仕事のモチベーションがなかなか上がらない朝もあるし、不調で眠れない夜もあるけれど、それでも「求められていること」に応じたいという気持ちは強い。
自分自身の手で何かを成し遂げなければ意味がないと思う気持ちもある一方で、それでは自ずと限界があるし、職人的に文章を書いていくこともまた一つの技術だと思いたい。
仕事で自己実現をしようなどと大それたことは考えていないけれど、それでも万年仕事と縁がない生活をしてきた私のような人間にとって、たとえピンチヒッターとしての役割を求められる仕事であったにせよ、仕事を振っていただけることはありがたいことだと思う。
ピンチヒッターにはピンチヒッターの役割があるし、永遠に暇をしていて、どんなに不調な時でも文章を読み書きできるぐらいしか取り柄のない人間にとって、そうした役割を担うことは、意義のあることだと考えている。
今日も病院を電話受診して仕事のことについて話し、「それだけ前向きに仕事と向き合えているのなら大丈夫」と褒めていただけた。
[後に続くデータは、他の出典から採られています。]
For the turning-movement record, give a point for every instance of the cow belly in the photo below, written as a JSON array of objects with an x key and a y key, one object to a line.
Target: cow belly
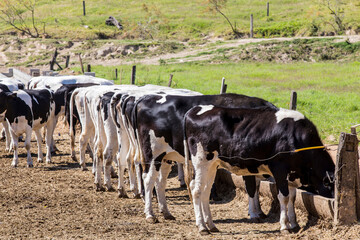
[
  {"x": 37, "y": 124},
  {"x": 261, "y": 170},
  {"x": 19, "y": 125}
]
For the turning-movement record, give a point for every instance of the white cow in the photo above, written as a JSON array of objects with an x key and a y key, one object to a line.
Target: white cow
[
  {"x": 8, "y": 85},
  {"x": 27, "y": 110}
]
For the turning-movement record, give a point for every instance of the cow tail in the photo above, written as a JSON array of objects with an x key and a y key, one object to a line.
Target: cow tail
[
  {"x": 113, "y": 110},
  {"x": 71, "y": 114},
  {"x": 188, "y": 170},
  {"x": 123, "y": 107},
  {"x": 133, "y": 120}
]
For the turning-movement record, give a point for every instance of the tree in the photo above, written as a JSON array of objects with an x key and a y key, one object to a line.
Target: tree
[
  {"x": 336, "y": 9},
  {"x": 217, "y": 6},
  {"x": 17, "y": 13}
]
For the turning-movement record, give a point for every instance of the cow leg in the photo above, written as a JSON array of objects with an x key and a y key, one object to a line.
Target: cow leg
[
  {"x": 135, "y": 173},
  {"x": 181, "y": 175},
  {"x": 149, "y": 182},
  {"x": 283, "y": 197},
  {"x": 121, "y": 168},
  {"x": 140, "y": 182},
  {"x": 15, "y": 141},
  {"x": 160, "y": 190},
  {"x": 291, "y": 210},
  {"x": 27, "y": 147},
  {"x": 84, "y": 138},
  {"x": 108, "y": 159},
  {"x": 2, "y": 133},
  {"x": 98, "y": 165},
  {"x": 205, "y": 199},
  {"x": 50, "y": 140},
  {"x": 252, "y": 185},
  {"x": 8, "y": 140},
  {"x": 195, "y": 186},
  {"x": 72, "y": 143},
  {"x": 39, "y": 142}
]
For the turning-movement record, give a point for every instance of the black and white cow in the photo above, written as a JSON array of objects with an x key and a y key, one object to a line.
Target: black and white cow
[
  {"x": 27, "y": 110},
  {"x": 8, "y": 85},
  {"x": 254, "y": 142},
  {"x": 55, "y": 82},
  {"x": 122, "y": 105},
  {"x": 158, "y": 122},
  {"x": 63, "y": 86}
]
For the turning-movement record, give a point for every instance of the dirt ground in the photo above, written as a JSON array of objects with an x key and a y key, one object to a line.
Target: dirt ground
[{"x": 59, "y": 201}]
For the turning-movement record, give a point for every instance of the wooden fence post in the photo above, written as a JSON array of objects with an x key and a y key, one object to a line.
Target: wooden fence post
[
  {"x": 346, "y": 176},
  {"x": 223, "y": 86},
  {"x": 67, "y": 61},
  {"x": 251, "y": 26},
  {"x": 293, "y": 100},
  {"x": 82, "y": 66},
  {"x": 170, "y": 80},
  {"x": 133, "y": 74},
  {"x": 84, "y": 11},
  {"x": 357, "y": 186}
]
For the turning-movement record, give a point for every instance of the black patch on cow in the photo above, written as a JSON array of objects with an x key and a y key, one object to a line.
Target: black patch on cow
[
  {"x": 15, "y": 107},
  {"x": 250, "y": 185},
  {"x": 209, "y": 156},
  {"x": 105, "y": 101},
  {"x": 41, "y": 102},
  {"x": 158, "y": 160}
]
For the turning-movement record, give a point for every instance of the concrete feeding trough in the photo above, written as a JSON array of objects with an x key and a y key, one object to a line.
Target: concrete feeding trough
[{"x": 343, "y": 209}]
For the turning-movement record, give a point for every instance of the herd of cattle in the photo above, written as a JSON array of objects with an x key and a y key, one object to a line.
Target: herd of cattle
[{"x": 145, "y": 128}]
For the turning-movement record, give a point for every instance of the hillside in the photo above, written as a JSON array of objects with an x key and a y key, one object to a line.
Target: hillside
[{"x": 190, "y": 21}]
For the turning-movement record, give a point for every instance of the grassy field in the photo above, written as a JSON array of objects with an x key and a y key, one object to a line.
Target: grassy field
[
  {"x": 328, "y": 93},
  {"x": 189, "y": 20}
]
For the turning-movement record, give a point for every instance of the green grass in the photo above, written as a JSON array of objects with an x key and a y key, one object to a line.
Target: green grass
[
  {"x": 185, "y": 20},
  {"x": 328, "y": 93}
]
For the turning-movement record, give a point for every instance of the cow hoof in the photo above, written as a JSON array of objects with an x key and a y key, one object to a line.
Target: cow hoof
[
  {"x": 99, "y": 188},
  {"x": 152, "y": 220},
  {"x": 204, "y": 232},
  {"x": 169, "y": 217},
  {"x": 262, "y": 215},
  {"x": 285, "y": 231},
  {"x": 255, "y": 220},
  {"x": 122, "y": 194},
  {"x": 295, "y": 229},
  {"x": 136, "y": 196}
]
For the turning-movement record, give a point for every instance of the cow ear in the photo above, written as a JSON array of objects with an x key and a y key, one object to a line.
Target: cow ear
[{"x": 11, "y": 94}]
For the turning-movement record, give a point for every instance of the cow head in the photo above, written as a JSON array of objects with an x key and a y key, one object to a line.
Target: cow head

長年にわたって「これ以上は減らせない」と医師に判断されて飲み続けていた薬も、ようやく減らせる目処が立ち、私に必要だったのは仕事だったのかと、今になって思い至った。
もちろん持病を抱えながら仕事をする厳しさは日々感じているし、時には午前中は休んで、午後から仕事をはじめるということも時々ある。それは在宅でブックライターをしているから叶えられたことで、ありがたいことだと思っている。
ただし、だらだらと怠けて仕事をしているわけではないし、〆切は全て前倒しで終わらせて納品してきている。今回いただいた案件も、一週間の〆切を待たずに終えることができそうで、その分きっちりと資料を読み込んだり、原稿を整えたりしなければならないが、おおむね滞りなく進められている。
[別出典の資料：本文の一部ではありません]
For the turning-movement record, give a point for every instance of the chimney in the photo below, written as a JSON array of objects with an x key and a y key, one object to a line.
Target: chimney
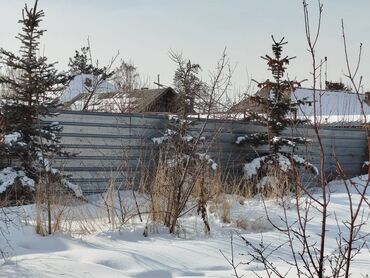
[{"x": 367, "y": 98}]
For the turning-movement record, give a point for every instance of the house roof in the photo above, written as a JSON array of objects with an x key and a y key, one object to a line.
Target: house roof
[
  {"x": 331, "y": 106},
  {"x": 140, "y": 100},
  {"x": 145, "y": 98}
]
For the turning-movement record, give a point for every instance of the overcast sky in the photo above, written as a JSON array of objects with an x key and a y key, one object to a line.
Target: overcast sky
[{"x": 143, "y": 31}]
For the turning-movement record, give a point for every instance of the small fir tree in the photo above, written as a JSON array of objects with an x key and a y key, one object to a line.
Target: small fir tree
[
  {"x": 280, "y": 113},
  {"x": 32, "y": 95}
]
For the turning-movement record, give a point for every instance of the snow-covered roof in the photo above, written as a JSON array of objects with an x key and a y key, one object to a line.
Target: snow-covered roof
[
  {"x": 332, "y": 106},
  {"x": 77, "y": 86}
]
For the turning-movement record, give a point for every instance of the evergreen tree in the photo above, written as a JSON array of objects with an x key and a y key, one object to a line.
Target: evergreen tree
[
  {"x": 32, "y": 95},
  {"x": 280, "y": 114}
]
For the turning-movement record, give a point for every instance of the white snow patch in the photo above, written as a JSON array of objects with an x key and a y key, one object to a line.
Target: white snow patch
[
  {"x": 9, "y": 175},
  {"x": 11, "y": 138}
]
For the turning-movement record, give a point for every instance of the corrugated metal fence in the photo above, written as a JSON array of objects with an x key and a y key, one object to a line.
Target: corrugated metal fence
[{"x": 115, "y": 146}]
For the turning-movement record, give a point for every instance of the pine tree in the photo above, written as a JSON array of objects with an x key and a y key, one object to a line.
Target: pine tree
[
  {"x": 279, "y": 114},
  {"x": 32, "y": 95}
]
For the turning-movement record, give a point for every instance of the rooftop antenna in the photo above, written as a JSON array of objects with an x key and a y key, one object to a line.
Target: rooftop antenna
[{"x": 158, "y": 83}]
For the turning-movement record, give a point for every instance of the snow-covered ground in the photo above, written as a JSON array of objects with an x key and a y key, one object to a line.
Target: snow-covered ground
[{"x": 125, "y": 252}]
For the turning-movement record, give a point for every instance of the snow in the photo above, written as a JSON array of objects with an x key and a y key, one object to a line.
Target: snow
[
  {"x": 210, "y": 161},
  {"x": 125, "y": 252},
  {"x": 332, "y": 106},
  {"x": 11, "y": 138},
  {"x": 74, "y": 187},
  {"x": 9, "y": 175},
  {"x": 166, "y": 136},
  {"x": 251, "y": 168},
  {"x": 76, "y": 87}
]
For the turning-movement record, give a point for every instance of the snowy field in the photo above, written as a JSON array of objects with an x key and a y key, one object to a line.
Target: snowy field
[{"x": 125, "y": 252}]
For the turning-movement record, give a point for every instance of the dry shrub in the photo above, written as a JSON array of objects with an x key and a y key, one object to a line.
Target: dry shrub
[{"x": 226, "y": 208}]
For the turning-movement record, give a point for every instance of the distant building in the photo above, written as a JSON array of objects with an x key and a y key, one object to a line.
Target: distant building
[
  {"x": 136, "y": 101},
  {"x": 331, "y": 105}
]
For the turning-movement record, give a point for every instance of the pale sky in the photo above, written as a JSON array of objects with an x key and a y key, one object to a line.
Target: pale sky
[{"x": 143, "y": 31}]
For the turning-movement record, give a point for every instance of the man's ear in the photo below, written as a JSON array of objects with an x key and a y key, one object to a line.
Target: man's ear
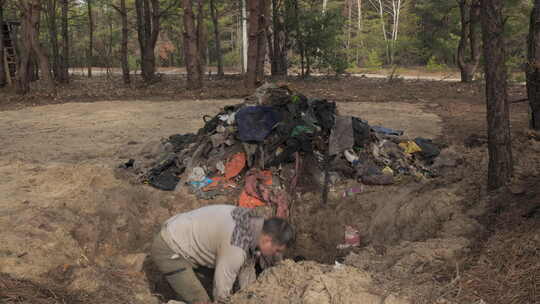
[{"x": 266, "y": 239}]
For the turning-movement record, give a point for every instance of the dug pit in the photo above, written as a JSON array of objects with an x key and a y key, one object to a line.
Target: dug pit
[{"x": 68, "y": 220}]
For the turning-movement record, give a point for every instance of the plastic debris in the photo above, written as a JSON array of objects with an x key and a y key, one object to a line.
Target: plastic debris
[{"x": 352, "y": 238}]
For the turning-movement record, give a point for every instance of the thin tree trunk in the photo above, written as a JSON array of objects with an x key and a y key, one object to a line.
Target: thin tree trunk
[
  {"x": 125, "y": 38},
  {"x": 498, "y": 114},
  {"x": 385, "y": 36},
  {"x": 3, "y": 72},
  {"x": 257, "y": 42},
  {"x": 359, "y": 4},
  {"x": 533, "y": 68},
  {"x": 64, "y": 62},
  {"x": 298, "y": 37},
  {"x": 202, "y": 38},
  {"x": 217, "y": 38},
  {"x": 31, "y": 11},
  {"x": 148, "y": 27},
  {"x": 469, "y": 40},
  {"x": 244, "y": 37},
  {"x": 53, "y": 36},
  {"x": 349, "y": 27},
  {"x": 91, "y": 38},
  {"x": 191, "y": 51}
]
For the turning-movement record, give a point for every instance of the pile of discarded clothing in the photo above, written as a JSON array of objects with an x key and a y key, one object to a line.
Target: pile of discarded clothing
[{"x": 278, "y": 143}]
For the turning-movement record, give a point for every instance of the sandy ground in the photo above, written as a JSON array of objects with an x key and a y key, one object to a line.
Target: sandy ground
[
  {"x": 61, "y": 204},
  {"x": 67, "y": 221}
]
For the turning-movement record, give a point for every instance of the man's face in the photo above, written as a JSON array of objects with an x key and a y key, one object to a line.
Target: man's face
[{"x": 268, "y": 247}]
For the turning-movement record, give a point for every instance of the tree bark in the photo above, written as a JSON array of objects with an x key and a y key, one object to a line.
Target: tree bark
[
  {"x": 258, "y": 23},
  {"x": 53, "y": 36},
  {"x": 148, "y": 27},
  {"x": 217, "y": 38},
  {"x": 125, "y": 38},
  {"x": 64, "y": 62},
  {"x": 3, "y": 72},
  {"x": 533, "y": 68},
  {"x": 191, "y": 48},
  {"x": 91, "y": 38},
  {"x": 202, "y": 38},
  {"x": 468, "y": 55},
  {"x": 278, "y": 38},
  {"x": 498, "y": 116},
  {"x": 31, "y": 12}
]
仕事のやりがいとか、生きがいとか、報酬とかは二の次にして、とにかく次の仕事にありつけるかどうかに全てをかけているので、できるだけ先方の方と連絡を取り合いながら、仕事をこなし、こうしてその隙間を縫って文章を書いたり、詩を書いたりしている。
小説を書ける目処はまだ立たないけれど、それでもこの仕事の経験も必ずどこかで糧になると信じているから、今はひたむきに仕事と向き合おうと思う。
仕事のモチベーションが落ちてきた時には、自室の推しCPカラーの造花を眺めてエネルギーをチャージしている。
私はずっと推しCPの受けのように、主人のサポート役に徹しようと考えてきたけれど、専業主婦をしていたときよりも、微力ながらも経済的なサポートができることも加わって、自己肯定感につながったし、単なる夫婦関係というよりは、チームとしてのパートナーシップのあり方にシフトしつつあるなと感じている。
それは健全な形だと思うし、それぞれの職場で、それぞれの持ち場を持って支え合えることを今は嬉しく思っている。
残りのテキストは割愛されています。